Neither do I think that it could be said to have been a failure, or dry hole, until reasonably sufficient tests had been made including the usual course of sidetracking and trying to find the sand in another hole. The circumstances that the defendant reported the well to the department of conservation as completed on July 10th, moved its drilling machinery off, and turned it over to the production foreman are, of course, very significant as indicating what it thought the facts to be; but, granting even that every one thought it a completed, producing well at that time, I do not believe this would be conclusive, when we revert back to the primary purpose of both parties in entering into the contract, and that was to have each hole produce oil in the largest possible quantities. Certainly all reasonably necessary efforts should have been made to that end. The nature and extent of those efforts were, by the terms of the contract quoted above, left to the discretion of the defendant, and there is not the slightest suggestion of fraud or bad faith on its part. Of course, issues such as this require that each case shall be determined upon its own peculiar facts. As indicated hereinabove, it would be entirely possible to complete a well within the reasonable meaning of that term, and then have it spoiled by some unexpected catastrophe; but in no event do I think that it could be said to be completed when it had not produced oil in paying quantities in the sense and to the extent shown by the facts in this case.

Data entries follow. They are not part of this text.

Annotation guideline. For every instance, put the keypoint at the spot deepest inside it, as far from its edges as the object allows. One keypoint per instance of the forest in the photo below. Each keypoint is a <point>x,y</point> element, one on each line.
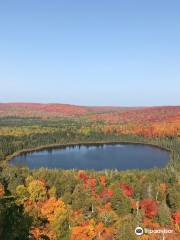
<point>87,205</point>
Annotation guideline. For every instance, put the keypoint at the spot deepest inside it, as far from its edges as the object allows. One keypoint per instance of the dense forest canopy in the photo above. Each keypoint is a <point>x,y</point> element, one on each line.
<point>79,205</point>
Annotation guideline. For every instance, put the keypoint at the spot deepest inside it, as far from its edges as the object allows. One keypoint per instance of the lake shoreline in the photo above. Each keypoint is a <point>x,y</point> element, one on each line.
<point>73,144</point>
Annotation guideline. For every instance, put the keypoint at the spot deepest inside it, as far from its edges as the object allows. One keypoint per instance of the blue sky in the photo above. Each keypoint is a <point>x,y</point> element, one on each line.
<point>96,52</point>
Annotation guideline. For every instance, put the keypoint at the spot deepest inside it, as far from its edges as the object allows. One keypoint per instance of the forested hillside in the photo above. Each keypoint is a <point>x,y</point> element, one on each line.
<point>79,205</point>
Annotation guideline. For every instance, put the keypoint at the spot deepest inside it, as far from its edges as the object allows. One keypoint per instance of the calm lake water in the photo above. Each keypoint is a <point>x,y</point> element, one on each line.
<point>97,157</point>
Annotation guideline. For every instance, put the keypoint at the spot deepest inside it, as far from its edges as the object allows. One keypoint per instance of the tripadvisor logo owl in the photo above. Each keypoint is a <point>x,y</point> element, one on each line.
<point>139,231</point>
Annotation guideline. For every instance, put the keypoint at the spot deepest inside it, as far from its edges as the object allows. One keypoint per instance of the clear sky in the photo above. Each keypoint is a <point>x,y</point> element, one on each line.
<point>90,52</point>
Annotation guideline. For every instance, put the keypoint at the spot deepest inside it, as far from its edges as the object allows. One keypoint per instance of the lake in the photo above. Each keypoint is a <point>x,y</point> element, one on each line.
<point>97,157</point>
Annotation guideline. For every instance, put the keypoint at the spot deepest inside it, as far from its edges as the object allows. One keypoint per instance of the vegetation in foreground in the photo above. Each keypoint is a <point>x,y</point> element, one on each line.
<point>79,205</point>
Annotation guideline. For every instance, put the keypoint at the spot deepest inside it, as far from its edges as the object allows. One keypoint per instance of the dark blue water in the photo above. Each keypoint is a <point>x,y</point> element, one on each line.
<point>107,156</point>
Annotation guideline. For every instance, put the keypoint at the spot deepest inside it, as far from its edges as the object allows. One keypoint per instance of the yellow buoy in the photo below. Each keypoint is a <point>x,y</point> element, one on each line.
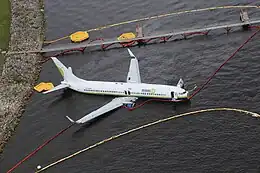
<point>79,36</point>
<point>126,36</point>
<point>43,86</point>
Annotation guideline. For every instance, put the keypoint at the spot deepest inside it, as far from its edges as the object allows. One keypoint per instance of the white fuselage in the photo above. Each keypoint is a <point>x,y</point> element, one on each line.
<point>128,89</point>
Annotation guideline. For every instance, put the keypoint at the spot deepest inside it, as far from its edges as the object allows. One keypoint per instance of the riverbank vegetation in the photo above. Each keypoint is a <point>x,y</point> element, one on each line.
<point>4,28</point>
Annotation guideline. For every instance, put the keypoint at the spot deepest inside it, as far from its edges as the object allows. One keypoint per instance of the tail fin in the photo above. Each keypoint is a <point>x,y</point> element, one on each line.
<point>58,87</point>
<point>64,71</point>
<point>180,84</point>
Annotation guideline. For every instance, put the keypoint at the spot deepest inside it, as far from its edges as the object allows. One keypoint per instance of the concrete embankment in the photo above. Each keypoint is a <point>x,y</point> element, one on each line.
<point>21,71</point>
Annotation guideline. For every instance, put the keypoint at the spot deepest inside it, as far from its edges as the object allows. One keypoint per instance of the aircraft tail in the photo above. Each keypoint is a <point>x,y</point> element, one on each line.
<point>180,84</point>
<point>65,72</point>
<point>58,87</point>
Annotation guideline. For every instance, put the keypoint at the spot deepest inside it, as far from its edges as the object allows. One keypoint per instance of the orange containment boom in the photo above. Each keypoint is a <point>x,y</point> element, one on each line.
<point>126,36</point>
<point>43,86</point>
<point>79,36</point>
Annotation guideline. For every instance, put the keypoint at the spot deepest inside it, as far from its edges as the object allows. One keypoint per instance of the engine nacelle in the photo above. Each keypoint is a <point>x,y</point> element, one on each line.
<point>129,104</point>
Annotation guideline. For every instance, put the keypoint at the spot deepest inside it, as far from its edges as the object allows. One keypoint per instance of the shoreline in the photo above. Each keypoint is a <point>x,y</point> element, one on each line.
<point>20,72</point>
<point>5,18</point>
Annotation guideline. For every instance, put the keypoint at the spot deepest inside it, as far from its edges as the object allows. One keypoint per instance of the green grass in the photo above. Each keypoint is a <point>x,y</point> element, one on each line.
<point>4,23</point>
<point>4,27</point>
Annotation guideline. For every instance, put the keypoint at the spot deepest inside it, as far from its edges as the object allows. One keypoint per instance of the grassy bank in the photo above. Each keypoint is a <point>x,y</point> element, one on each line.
<point>4,27</point>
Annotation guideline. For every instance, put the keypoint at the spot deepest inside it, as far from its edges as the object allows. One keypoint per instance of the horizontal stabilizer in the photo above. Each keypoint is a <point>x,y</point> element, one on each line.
<point>71,120</point>
<point>58,87</point>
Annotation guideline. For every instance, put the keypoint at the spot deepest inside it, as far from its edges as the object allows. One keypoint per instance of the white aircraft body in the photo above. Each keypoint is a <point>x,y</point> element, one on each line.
<point>128,91</point>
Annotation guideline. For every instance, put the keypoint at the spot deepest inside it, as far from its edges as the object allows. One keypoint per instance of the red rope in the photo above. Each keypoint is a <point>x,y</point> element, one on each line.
<point>38,149</point>
<point>203,86</point>
<point>209,79</point>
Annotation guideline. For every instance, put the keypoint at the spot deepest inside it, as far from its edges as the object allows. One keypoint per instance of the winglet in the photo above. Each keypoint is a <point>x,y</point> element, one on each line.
<point>71,120</point>
<point>131,53</point>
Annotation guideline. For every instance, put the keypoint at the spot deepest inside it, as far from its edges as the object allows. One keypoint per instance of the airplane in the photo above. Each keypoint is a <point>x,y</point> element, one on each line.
<point>128,92</point>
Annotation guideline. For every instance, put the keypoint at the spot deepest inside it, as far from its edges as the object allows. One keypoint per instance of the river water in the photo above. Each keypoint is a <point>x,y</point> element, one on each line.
<point>209,142</point>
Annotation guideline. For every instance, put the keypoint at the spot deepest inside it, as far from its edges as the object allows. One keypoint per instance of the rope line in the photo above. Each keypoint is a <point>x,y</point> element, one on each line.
<point>253,114</point>
<point>157,17</point>
<point>210,78</point>
<point>39,148</point>
<point>204,85</point>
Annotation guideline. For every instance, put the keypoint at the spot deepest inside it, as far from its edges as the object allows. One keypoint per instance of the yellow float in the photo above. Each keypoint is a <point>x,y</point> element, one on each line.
<point>43,86</point>
<point>126,36</point>
<point>79,36</point>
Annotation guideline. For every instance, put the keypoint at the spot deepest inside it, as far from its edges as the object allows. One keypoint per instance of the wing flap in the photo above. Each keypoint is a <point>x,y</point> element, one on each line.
<point>115,103</point>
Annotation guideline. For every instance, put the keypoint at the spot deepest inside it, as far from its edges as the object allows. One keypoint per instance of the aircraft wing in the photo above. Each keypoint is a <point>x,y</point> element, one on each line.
<point>133,75</point>
<point>115,103</point>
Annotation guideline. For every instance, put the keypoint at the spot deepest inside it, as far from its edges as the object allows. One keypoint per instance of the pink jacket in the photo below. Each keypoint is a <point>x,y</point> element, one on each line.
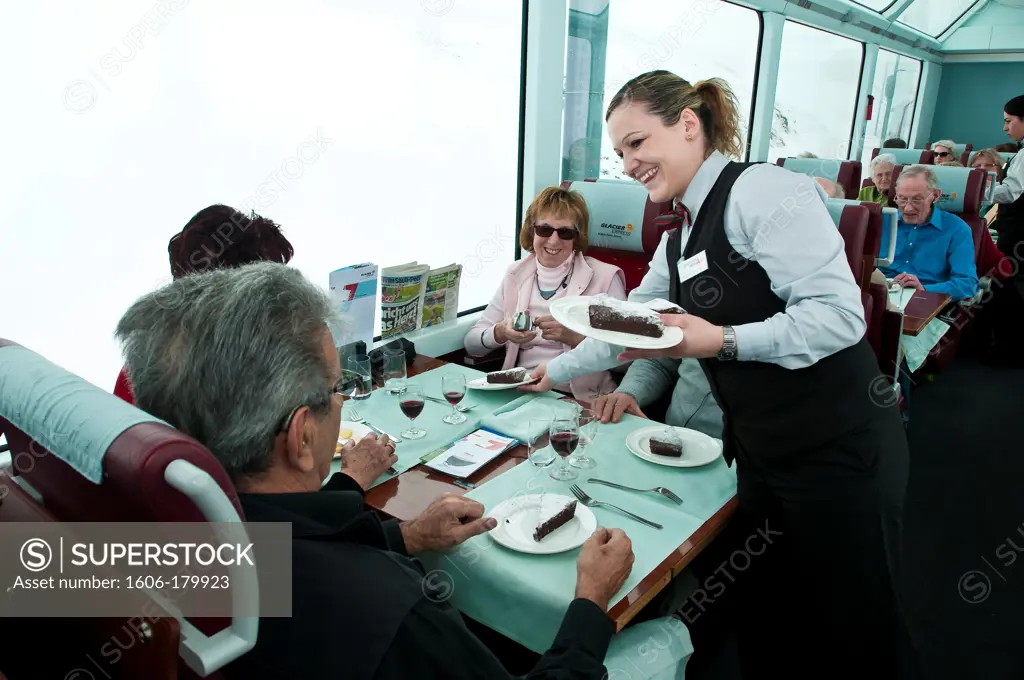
<point>590,277</point>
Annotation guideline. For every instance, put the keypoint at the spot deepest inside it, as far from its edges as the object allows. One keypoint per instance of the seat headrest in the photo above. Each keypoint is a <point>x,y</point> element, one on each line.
<point>963,188</point>
<point>908,156</point>
<point>846,173</point>
<point>622,215</point>
<point>70,417</point>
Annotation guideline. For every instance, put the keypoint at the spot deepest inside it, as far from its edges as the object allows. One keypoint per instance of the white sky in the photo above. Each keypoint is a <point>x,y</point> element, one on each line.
<point>419,99</point>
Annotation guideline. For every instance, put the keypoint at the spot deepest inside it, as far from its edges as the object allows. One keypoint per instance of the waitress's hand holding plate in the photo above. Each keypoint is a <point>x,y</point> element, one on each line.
<point>369,459</point>
<point>701,339</point>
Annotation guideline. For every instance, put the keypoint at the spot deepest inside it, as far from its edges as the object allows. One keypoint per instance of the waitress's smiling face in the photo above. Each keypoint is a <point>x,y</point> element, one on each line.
<point>662,158</point>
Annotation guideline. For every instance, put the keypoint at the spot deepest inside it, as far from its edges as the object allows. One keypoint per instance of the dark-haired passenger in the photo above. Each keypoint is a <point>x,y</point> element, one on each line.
<point>218,237</point>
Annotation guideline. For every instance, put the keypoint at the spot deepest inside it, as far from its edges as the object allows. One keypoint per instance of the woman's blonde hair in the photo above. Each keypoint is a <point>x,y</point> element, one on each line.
<point>992,156</point>
<point>557,203</point>
<point>667,95</point>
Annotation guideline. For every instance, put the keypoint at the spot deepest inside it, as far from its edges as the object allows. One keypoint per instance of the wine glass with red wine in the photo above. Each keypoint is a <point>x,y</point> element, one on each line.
<point>411,402</point>
<point>454,388</point>
<point>564,437</point>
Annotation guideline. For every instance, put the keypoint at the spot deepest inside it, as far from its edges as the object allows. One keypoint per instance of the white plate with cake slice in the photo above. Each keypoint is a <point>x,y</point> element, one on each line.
<point>520,516</point>
<point>484,384</point>
<point>696,448</point>
<point>573,313</point>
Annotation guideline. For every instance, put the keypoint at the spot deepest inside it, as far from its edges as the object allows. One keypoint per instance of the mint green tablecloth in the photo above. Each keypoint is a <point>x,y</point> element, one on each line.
<point>525,596</point>
<point>382,410</point>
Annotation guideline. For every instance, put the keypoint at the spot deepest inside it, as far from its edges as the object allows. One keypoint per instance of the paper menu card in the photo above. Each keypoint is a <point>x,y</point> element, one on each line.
<point>468,455</point>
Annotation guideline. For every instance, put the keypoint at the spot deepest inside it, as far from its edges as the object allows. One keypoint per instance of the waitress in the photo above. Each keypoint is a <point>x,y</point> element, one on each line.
<point>1000,321</point>
<point>777,324</point>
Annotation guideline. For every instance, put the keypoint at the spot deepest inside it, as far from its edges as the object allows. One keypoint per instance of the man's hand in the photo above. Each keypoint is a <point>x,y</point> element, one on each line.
<point>605,560</point>
<point>908,281</point>
<point>552,330</point>
<point>544,385</point>
<point>611,407</point>
<point>505,333</point>
<point>700,340</point>
<point>368,460</point>
<point>446,522</point>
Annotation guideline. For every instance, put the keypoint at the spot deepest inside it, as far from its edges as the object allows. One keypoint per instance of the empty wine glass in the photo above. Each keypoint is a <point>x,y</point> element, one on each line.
<point>540,453</point>
<point>588,430</point>
<point>360,383</point>
<point>411,402</point>
<point>564,435</point>
<point>454,388</point>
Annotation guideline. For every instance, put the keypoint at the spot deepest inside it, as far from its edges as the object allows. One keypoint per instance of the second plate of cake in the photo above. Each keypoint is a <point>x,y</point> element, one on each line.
<point>696,448</point>
<point>542,523</point>
<point>574,313</point>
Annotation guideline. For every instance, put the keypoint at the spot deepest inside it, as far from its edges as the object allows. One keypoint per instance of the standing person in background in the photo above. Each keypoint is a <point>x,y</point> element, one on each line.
<point>776,322</point>
<point>1003,316</point>
<point>218,237</point>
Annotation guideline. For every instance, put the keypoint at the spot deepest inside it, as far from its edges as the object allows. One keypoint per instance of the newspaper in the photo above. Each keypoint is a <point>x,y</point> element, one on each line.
<point>414,296</point>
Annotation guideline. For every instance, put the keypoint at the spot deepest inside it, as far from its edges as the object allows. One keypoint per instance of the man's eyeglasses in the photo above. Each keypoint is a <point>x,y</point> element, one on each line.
<point>564,232</point>
<point>337,390</point>
<point>916,201</point>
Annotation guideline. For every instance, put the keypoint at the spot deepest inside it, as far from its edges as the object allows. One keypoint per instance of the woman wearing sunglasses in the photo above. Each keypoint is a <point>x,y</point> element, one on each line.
<point>554,231</point>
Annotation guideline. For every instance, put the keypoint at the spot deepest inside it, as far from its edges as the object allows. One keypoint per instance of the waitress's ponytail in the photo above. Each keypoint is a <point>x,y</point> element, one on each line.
<point>720,116</point>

My conclusion is that, at the time of filing this suit, well No. 13 on lot 116 of the lease had not been completed within the meaning of the contract, either as a paying oil well or as a dry hole, and that there is therefore no sufficient basis to declare the lease forfeited upon the remaining lots. Uncle Sam Oil Company v. Richards, 76 Okla. 277, 184 P. 575; California Well Drilling Company v. California Midway Oil Co., 178 Cal. 337, 177 P. 852.
For the reasons stated, the demand of plaintiffs is rejected, at their costs.